An endgame premised on an armistice would leave Ukraine—at least temporarily—without all its territory. But the country would have the opportunity to recover economically, and the death and destruction would end. It would remain locked in a conflict with Russia over the areas occupied by Moscow, but that conflict would play out in the political, cultural, and economic domains, where, with Western support, Ukraine would have advantages. The successful reunification of Germany, in 1990, another country divided by terms of peace, demonstrates that focusing on nonmilitary elements of the contestation can produce results. Meanwhile, a Russian-Ukrainian armistice would also not end the West’s confrontation with Russia, but the risks of a direct military clash would decrease dramatically, and the global consequences of the war would be mitigated.

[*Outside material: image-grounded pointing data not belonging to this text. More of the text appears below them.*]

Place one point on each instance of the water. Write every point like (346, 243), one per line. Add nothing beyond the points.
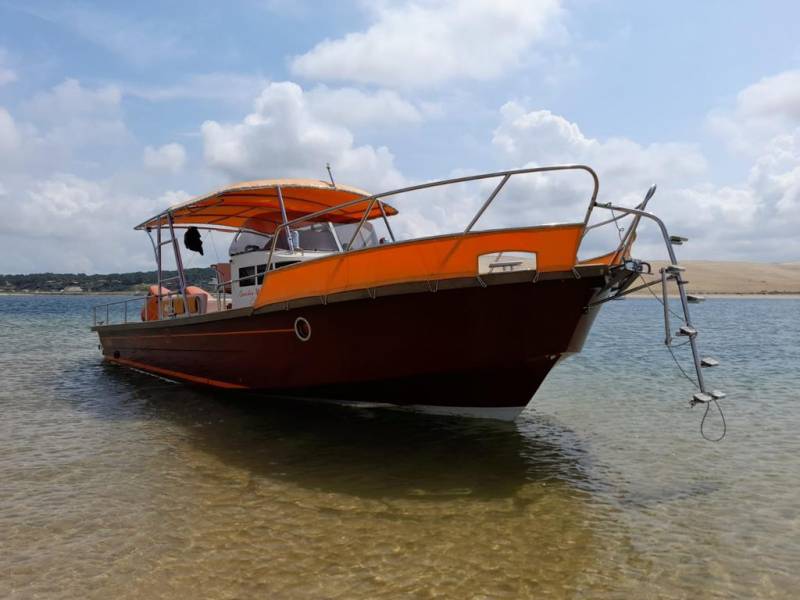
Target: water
(115, 484)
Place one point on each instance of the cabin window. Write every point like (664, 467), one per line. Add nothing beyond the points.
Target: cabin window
(317, 237)
(506, 262)
(247, 241)
(246, 278)
(366, 236)
(283, 263)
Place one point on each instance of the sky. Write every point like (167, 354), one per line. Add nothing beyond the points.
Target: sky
(111, 111)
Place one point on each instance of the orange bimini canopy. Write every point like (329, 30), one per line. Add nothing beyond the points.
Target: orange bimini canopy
(255, 205)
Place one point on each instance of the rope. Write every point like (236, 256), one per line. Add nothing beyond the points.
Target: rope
(677, 363)
(213, 244)
(708, 404)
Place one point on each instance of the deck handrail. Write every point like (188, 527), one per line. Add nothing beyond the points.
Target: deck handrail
(376, 198)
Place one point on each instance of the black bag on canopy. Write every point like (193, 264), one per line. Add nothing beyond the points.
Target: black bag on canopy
(192, 241)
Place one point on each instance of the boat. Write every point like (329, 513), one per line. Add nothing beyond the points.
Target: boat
(313, 304)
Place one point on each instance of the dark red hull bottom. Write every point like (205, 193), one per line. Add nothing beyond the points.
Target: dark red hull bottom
(470, 346)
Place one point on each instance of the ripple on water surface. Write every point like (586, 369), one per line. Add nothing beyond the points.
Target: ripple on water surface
(116, 484)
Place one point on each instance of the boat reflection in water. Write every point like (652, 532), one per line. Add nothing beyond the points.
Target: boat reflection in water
(365, 452)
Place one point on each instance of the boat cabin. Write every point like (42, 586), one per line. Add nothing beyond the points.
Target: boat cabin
(250, 253)
(276, 224)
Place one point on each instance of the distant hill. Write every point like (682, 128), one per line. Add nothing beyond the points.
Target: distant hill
(136, 282)
(729, 277)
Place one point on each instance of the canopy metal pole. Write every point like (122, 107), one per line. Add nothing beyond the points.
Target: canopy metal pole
(386, 220)
(179, 265)
(285, 221)
(158, 267)
(487, 203)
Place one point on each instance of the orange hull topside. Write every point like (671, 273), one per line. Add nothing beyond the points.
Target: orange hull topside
(428, 259)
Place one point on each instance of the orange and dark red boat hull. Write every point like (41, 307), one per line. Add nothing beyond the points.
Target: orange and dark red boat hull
(485, 343)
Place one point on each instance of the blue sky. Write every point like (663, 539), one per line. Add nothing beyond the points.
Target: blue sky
(109, 111)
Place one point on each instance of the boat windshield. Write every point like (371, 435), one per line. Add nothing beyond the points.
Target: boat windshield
(247, 241)
(317, 237)
(366, 237)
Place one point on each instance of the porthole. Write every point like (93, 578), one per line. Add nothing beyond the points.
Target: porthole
(302, 329)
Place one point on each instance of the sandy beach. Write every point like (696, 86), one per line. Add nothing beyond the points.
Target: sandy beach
(737, 279)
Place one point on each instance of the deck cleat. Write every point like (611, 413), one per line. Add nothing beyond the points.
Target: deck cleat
(674, 269)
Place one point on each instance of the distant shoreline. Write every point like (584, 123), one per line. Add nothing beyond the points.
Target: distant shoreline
(131, 293)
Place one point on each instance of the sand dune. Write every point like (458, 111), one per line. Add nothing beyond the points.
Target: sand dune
(724, 277)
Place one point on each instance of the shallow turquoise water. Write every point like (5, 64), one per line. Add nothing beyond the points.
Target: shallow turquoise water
(117, 484)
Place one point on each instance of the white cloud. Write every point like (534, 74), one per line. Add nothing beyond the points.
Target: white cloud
(70, 116)
(284, 137)
(9, 135)
(169, 157)
(67, 223)
(228, 88)
(766, 109)
(7, 74)
(137, 41)
(421, 43)
(756, 219)
(354, 108)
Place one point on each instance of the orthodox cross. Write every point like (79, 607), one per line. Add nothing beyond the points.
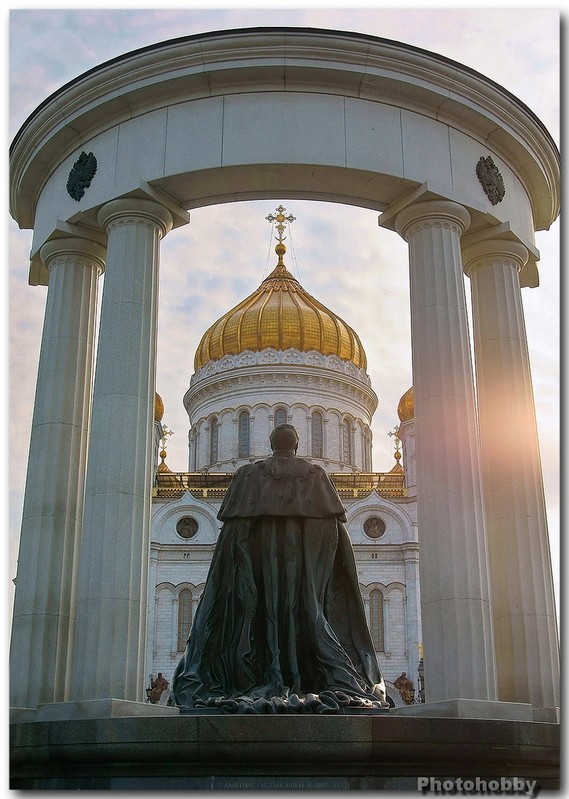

Many commentators will continue to insist that this war must be decided only on the battlefield. But that view discounts how the war’s structural realities are unlikely to change even if the frontline shifts, an outcome that itself is far from guaranteed. The United States and its allies should be capable of helping Ukraine simultaneously on the battlefield and at the negotiating table. Now is the time to start.

There are a few problems here. First, the Egypt-Israel model cannot apply, because unlike in the Middle East, the US and its allies are co-belligerents in Ukraine. Therefore, they cannot expect Russia to accept them as anything but adversaries; the situation on the Korean Peninsula is a more relevant analogy. Second, the US and its allies not only permitted, but actively conspired with Ukraine in undermining the previous diplomatic efforts that resulted in the Minsk Accords.

Third, this analysis presumes material military weakness and lack of morale on the part of Russia that does not appear to be in evidence. While the inabilities of the Armed Forces of Ukraine are now being recognized, the narrative of Russian military incapacity remains largely unchanged despite having been proven to be reliably wrong for the last eighteen months. While the writer recognizes that Ukraine is incapable of winning, he still doesn’t realize that the same is not true of Russia.

Fourth, there are zero indications that Russia has any interest in a diplomatic solution and a plethora of signs that Russia has absolutely no intention of letting Clown World off the hook in Ukraine or anywhere else in the world. If WWIII has, as I believe, already begun, it is not going to be averted by a belated interest in diplomacy on the part of the neoclowns.

But the article is certainly worth noting due to the way it informs us that the formerly triumphalist clowns now recognize that what they previously believed to be their inevitable victory is, at the very least, no longer imminent, and may not even be possible anymore.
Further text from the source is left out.